After that, consequently, that makes you hypothyroid, and so I lived with hypothyroidism for the better part of eight or nine years. Then, probably a couple of months before I turned 27, I went in for my yearly checkup, and I just really felt like something was off. I’m sure we’ll talk about all of those symptoms and stuff that I had, but I went in and just not feeling right, and my endocrinologist, she asked me how I was, and I told her, I said, “I don’t know anymore,” and she’s like, “That’s not a good thing. What’s wrong?” and I started listing off all these crazy symptoms.

She goes, “That’s not normal, Tiffany.” That day, she ordered me an ultrasound, and I went in, and she called me a couple days later, and she’s like, “There’s something there. We need to biopsy it ASAP,” and honestly, Leanne – and I don’t recommend this to anyone, but I couldn’t do it.
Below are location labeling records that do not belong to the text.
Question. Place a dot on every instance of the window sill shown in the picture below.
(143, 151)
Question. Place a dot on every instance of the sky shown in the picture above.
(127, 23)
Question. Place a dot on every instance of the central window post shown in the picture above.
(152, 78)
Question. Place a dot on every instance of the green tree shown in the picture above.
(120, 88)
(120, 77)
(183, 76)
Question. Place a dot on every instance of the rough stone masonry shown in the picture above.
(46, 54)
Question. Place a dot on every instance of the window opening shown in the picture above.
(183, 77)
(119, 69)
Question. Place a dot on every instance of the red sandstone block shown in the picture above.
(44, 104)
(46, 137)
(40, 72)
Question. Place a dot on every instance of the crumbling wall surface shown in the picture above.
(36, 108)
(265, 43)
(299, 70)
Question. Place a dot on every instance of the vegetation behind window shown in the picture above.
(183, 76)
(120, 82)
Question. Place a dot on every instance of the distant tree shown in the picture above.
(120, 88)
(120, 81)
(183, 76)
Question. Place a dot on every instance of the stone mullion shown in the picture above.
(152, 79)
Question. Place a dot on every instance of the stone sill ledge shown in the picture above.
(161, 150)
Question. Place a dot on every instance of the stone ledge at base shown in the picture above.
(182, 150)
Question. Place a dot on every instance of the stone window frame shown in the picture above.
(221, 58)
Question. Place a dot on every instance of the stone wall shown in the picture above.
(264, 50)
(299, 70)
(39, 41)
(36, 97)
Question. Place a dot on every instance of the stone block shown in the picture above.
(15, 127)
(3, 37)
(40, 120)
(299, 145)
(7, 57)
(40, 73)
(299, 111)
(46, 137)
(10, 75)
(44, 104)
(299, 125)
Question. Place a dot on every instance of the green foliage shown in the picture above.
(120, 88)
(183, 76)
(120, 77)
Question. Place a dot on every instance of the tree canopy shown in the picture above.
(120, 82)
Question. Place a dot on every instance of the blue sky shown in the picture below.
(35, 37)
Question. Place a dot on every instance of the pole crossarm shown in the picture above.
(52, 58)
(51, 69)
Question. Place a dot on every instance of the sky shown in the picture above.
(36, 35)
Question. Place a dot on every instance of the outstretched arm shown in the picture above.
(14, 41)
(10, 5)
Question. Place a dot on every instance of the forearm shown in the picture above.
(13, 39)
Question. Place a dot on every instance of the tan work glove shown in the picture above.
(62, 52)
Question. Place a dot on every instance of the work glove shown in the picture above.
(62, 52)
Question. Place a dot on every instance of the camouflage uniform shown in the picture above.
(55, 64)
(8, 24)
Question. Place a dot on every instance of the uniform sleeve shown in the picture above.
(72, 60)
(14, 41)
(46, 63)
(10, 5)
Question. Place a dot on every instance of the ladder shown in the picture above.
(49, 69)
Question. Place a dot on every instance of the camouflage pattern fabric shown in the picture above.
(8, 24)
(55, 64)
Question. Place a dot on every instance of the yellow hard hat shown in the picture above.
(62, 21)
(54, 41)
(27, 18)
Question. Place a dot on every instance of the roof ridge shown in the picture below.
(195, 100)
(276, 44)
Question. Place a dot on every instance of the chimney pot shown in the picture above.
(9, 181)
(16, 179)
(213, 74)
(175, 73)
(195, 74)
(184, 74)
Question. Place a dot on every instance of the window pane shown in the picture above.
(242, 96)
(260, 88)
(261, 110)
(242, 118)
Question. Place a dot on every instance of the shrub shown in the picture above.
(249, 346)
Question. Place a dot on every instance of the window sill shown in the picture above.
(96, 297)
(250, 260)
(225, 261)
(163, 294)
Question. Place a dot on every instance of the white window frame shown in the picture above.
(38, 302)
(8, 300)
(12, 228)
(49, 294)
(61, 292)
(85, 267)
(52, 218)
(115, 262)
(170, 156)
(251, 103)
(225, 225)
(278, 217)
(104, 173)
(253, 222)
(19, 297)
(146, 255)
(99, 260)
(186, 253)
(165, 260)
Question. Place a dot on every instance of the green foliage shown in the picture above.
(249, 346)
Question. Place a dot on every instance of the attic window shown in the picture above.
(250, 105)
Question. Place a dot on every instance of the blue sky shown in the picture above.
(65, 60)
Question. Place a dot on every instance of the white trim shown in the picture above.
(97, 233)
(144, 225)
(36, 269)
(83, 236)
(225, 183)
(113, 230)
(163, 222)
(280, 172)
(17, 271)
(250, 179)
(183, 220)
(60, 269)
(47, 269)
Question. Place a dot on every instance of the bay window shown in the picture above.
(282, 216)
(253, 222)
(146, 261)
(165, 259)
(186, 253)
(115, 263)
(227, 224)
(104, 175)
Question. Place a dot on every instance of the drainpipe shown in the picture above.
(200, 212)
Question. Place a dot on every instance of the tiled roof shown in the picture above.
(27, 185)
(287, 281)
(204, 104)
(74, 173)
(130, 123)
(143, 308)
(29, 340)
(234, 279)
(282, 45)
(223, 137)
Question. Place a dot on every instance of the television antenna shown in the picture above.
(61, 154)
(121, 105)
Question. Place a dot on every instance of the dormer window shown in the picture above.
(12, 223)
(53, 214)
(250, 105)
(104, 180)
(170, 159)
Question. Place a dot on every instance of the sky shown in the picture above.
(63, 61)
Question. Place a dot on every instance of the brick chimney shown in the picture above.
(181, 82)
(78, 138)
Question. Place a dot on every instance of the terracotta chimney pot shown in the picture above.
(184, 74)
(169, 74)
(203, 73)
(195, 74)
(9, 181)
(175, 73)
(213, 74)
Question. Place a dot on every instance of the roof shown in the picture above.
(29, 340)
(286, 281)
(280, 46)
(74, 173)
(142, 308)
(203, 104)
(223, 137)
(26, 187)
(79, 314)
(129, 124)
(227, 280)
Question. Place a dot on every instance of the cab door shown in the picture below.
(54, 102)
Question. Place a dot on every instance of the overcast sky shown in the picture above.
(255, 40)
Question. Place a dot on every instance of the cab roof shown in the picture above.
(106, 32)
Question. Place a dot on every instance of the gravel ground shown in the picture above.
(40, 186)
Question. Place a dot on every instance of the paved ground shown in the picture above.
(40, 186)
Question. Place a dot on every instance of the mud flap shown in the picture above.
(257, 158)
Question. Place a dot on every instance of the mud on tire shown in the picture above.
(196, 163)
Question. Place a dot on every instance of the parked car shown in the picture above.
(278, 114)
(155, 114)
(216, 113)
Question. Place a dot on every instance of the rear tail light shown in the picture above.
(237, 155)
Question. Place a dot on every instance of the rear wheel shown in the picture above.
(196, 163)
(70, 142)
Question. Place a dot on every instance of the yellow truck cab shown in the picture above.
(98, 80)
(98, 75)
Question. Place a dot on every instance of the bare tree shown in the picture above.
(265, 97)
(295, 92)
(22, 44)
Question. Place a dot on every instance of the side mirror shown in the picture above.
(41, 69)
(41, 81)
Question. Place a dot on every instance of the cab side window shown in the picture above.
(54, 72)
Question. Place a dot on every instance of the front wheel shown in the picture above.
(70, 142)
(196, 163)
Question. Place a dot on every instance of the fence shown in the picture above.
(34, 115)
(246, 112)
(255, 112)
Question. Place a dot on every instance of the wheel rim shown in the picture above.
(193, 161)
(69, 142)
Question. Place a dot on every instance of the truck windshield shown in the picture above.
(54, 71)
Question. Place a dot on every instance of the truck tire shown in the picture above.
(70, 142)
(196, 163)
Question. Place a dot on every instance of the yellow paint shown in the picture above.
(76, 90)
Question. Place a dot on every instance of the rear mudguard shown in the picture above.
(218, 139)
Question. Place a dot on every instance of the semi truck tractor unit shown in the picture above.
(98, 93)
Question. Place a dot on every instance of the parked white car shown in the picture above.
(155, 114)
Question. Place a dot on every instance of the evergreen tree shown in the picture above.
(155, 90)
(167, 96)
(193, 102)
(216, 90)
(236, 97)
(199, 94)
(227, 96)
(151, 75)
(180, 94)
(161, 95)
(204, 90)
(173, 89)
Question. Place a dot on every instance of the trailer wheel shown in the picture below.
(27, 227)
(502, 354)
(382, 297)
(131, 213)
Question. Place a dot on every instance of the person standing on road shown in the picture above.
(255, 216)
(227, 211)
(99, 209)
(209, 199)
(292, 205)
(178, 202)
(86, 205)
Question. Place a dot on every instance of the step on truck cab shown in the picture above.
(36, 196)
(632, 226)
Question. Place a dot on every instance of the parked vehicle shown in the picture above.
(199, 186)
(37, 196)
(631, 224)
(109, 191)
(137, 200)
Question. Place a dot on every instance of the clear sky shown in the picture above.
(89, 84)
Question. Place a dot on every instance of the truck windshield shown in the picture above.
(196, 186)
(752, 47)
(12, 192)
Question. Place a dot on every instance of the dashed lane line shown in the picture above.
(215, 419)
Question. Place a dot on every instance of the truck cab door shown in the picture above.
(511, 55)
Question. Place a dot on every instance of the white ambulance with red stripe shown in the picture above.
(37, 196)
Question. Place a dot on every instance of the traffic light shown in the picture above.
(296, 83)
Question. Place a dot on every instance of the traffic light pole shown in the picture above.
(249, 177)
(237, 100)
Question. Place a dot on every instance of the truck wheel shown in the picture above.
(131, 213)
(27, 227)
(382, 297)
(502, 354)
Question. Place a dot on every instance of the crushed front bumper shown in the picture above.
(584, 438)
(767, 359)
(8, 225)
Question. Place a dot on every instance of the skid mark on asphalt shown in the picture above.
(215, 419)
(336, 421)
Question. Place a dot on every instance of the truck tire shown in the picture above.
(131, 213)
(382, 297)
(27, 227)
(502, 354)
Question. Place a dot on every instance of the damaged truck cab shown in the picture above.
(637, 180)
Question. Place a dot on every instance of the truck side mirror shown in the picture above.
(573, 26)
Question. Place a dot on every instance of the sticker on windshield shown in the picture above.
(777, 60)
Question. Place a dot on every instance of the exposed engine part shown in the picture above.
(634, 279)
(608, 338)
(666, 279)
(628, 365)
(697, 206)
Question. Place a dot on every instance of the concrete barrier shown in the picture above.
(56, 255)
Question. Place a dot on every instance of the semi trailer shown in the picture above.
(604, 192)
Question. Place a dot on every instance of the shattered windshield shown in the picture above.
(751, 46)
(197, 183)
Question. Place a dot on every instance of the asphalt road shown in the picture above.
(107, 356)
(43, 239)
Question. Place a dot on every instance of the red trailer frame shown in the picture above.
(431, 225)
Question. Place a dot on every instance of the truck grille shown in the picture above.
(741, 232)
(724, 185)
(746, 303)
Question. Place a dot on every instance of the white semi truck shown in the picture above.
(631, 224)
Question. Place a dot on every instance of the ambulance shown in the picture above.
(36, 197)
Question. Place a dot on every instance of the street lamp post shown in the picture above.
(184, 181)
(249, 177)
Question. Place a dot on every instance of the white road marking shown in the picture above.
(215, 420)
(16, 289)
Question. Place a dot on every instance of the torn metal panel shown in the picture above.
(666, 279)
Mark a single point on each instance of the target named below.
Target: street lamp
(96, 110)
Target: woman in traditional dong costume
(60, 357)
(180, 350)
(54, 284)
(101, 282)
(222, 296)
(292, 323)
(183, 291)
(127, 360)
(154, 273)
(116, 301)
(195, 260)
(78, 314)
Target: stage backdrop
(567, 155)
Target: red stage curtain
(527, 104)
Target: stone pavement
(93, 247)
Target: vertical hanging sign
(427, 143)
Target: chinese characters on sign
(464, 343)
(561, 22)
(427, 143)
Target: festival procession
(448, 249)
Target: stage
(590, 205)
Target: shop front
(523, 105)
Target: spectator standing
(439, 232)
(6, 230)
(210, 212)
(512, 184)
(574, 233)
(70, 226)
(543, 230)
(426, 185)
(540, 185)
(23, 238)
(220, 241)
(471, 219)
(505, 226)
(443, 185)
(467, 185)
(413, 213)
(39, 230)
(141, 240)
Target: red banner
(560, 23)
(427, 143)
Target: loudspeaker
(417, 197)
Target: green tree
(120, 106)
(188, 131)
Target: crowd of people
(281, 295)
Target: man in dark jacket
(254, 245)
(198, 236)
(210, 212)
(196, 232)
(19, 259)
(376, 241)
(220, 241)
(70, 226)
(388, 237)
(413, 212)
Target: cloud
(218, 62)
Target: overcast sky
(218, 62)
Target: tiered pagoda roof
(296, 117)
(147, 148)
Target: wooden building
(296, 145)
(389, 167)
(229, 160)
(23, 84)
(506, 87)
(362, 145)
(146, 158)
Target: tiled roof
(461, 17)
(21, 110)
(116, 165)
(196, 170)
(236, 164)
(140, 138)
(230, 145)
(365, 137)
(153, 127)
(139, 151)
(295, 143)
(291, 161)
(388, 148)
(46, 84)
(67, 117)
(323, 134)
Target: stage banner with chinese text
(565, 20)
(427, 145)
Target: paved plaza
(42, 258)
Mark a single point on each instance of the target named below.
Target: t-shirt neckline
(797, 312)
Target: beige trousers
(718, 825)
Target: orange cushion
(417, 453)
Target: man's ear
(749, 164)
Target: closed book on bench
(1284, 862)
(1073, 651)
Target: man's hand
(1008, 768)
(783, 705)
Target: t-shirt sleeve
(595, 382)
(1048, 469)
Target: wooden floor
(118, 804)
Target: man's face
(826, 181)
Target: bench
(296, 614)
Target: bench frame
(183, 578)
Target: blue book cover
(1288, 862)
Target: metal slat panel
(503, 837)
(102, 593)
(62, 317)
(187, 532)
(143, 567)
I couldn’t do it immediately, I wasn’t ready. I knew something was wrong, but I wasn’t emotionally stable to really handle what it could be.

Then, a couple of months later when I was ready to deal with it, I went in and I got my biopsy done, and two days later, I got a phone call at work. It was my endocrinologist, and she diagnosed me with thyroid cancer. I mean, I guess my thyroid saga has been 10 years, but I lived with hypothyroidism for the longest, and of course now, I no longer have a thyroid, and so they consider me hypothyroid still.

Leanne Vogel: Wow.

Tiffany Marr: Yeah.

Leanne Vogel: Amazing journey. Amazing journey, and that you are quite … It sounds like you’re happy and fulfilled, and I think that that is such a big deal because that is a huge experience to go through at such a young age too. If you had to deal with something like this at like 50 or 60, I feel like you’d be more equipped, but I mean, your first doctor’s appointment to be able to go through all of this by yourself, a huge deal.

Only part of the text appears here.